I was fortunate enough to grow up in a stable home environment with parents who loved one another, and my brother and I very much. We were not well off but never lacked the most important things in life. What’s best, I think, is that we actually enjoyed being together and so Christmas was a special time. It was a time when we all got to be together most of the time. My dad worked hard, and especially when I was younger would often only get home after I had gone to bed, but at Christmas time we would get to see lots of him.
After my parents came to faith, it wasn’t long before the Lord opened my heart to his saving grace, and experienced a transforming reality of being born again. The greatest witness to the reality of Jesus was the transformation in my parent’s lives. This was then the same reality that I found for myself as I revelled in his lordship in my life.
My dad was exceptionally good at noticing the spiritual dimension of what we did and, thus, the Christmas experience was enhanced still further as we thanked the Lord before opening presents on Christmas day. It was good that we were older and better able to wait for present opening!

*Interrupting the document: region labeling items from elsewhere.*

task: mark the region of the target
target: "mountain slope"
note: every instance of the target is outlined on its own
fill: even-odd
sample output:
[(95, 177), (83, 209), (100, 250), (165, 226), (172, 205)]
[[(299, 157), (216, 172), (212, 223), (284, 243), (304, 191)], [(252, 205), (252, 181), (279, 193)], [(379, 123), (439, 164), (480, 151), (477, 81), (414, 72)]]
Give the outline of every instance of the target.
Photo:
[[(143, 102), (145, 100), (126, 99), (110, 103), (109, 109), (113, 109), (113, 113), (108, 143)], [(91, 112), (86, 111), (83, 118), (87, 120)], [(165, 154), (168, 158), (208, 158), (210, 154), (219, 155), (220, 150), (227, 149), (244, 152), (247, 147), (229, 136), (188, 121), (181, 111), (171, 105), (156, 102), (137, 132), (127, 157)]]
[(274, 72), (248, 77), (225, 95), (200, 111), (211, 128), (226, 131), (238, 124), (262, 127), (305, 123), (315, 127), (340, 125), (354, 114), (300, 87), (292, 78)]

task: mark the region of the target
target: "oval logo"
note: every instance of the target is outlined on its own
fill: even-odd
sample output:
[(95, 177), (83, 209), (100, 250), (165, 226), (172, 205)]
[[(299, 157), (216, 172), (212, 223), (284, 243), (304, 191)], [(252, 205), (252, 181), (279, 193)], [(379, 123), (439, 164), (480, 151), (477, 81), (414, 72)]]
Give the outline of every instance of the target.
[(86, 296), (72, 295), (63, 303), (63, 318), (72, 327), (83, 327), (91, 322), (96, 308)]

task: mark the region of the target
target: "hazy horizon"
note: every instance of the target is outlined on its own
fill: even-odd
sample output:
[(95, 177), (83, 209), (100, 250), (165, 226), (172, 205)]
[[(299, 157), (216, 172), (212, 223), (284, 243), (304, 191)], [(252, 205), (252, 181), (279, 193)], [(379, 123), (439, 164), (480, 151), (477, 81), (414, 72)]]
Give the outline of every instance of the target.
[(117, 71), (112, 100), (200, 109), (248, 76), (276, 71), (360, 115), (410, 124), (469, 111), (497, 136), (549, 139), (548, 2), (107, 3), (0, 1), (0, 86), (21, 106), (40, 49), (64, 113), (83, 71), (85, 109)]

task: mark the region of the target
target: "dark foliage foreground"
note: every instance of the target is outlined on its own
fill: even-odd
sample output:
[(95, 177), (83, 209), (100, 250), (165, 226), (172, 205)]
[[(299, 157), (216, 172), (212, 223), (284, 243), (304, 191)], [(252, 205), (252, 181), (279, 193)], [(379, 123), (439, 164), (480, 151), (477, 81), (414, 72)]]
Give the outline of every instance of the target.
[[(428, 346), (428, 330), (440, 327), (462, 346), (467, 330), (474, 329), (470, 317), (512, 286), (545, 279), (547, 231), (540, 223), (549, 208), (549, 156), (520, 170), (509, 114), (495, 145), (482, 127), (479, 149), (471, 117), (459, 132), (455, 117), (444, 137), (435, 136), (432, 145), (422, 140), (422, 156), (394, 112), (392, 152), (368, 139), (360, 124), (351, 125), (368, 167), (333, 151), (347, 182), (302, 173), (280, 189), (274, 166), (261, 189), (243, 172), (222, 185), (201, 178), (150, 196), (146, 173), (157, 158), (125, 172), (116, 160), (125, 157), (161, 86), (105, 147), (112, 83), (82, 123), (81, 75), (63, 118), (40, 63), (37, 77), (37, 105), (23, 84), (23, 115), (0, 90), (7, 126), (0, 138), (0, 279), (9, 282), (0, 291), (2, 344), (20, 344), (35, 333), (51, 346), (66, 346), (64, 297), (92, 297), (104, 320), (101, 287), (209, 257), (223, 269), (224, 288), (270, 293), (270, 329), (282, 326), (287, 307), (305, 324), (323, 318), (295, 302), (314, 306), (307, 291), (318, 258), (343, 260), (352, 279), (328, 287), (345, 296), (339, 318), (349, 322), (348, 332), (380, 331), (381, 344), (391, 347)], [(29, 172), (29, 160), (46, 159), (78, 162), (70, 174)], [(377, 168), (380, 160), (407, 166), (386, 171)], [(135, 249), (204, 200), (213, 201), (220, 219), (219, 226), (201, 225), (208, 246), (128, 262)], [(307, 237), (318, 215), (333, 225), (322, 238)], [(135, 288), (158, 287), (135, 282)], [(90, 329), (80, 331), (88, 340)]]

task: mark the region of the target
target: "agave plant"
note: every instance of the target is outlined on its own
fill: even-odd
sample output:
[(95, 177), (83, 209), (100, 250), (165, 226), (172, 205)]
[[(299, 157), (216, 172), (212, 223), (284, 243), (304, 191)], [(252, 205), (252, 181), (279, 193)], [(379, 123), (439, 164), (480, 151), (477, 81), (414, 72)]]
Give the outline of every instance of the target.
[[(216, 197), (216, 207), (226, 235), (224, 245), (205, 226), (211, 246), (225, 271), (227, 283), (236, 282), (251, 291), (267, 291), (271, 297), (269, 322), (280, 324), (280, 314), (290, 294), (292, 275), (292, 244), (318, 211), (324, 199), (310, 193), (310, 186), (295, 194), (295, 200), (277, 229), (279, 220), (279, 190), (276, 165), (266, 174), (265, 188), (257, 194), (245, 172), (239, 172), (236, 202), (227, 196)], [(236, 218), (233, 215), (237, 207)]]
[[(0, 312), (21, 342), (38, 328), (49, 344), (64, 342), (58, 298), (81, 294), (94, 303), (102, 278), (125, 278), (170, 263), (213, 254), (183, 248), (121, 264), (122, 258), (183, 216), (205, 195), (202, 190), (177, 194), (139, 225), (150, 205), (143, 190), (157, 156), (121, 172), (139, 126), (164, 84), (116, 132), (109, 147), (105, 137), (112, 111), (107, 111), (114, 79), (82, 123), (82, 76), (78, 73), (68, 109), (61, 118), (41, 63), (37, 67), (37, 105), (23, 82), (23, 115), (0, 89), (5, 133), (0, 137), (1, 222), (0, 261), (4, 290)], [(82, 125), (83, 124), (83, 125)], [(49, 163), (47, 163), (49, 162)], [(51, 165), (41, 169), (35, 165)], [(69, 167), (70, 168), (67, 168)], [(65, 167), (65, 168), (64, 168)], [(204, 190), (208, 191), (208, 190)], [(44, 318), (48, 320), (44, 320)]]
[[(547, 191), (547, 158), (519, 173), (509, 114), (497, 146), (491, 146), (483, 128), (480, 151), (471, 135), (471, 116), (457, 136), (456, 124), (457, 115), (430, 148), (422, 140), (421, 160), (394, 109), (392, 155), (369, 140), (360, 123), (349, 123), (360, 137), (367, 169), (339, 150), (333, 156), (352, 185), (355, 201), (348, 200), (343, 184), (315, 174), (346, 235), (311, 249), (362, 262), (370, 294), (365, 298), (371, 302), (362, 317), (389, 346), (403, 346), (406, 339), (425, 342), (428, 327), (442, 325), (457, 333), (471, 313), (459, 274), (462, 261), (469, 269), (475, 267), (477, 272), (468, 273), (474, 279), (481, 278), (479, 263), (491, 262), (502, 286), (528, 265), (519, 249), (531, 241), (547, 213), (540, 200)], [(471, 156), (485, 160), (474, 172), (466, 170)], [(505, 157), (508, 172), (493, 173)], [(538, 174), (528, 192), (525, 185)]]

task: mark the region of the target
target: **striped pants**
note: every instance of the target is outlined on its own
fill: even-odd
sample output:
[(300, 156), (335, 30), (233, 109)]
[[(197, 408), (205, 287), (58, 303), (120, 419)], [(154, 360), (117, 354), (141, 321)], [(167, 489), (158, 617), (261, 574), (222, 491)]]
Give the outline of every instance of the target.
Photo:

As I have grown and become a man, husband, father, and now grandfather I have continued to enjoy the different seasons and to re-experience the wonder of Christmas. If anything, it has come to mean so much more than it did in my own childhood.
Jesus’ actual birth was less glorious than we sometimes think. Not the glitz of modern shops and the tinsel-clad presentation of baby Jesus, often accompanied by the tunes of Boney M or Michael Buble. It was recognized though by hosts of angels, sages from the East, and obedient shepherds, and this seems to have been enough for our Father in heaven.
He had been preparing and hinting at Jesus’ coming for centuries, though there had not been any recorded words about it for several centuries before the actual birth of Jesus. Etymologically the word Christmas has the meaning of celebrating the Christ – that is, God’s anointed king – though the word ‘mass’ is also linked to the celebration of communion (the Eucharist or thanksgiving celebration). Probably, like so many church traditions, this started off as an opportunity to simply celebrate Jesus and, in the Northern Hemisphere, a great excuse to celebrate at ‘mid-winter’ the anticipated arrival of spring to break the harshness of a long winter.
Theologically speaking, Christmas is the reminder of the advent of the God-Man, the incarnation of the Divine. But, as I’ve heard it said, “that baby grew up and became the saviour of the world”. What God did in Jesus is nothing short of the greatest miracle ever – the utterly unrestricted God limiting himself to one place and one time in the utter helplessness and dependence of human infancy. The magnitude of this self-minimization cannot be underestimated and is testimony, ultimately, to the power and commitment of God even through external weakness.
Jesus’ birth was full of long-prophesied purpose. But, there was a crucial period of extreme difficulty and eventual suffering in order to fulfill that purpose. In a sense, we could imagine this clouding the Father’s heart, except for the fact that he knew the fruit of Jesus’ obedience.
The fruit of Jesus’ willing, self-humiliation is celebrated at Christmas as we remember the baby Jesus. A humiliation that a four-year-old could naturally see themselves as superior to!
So, what does Christmas mean to me? It means family and friends, but more than ever it means Jesus; his person and the reality of his incarnation which we celebrate now.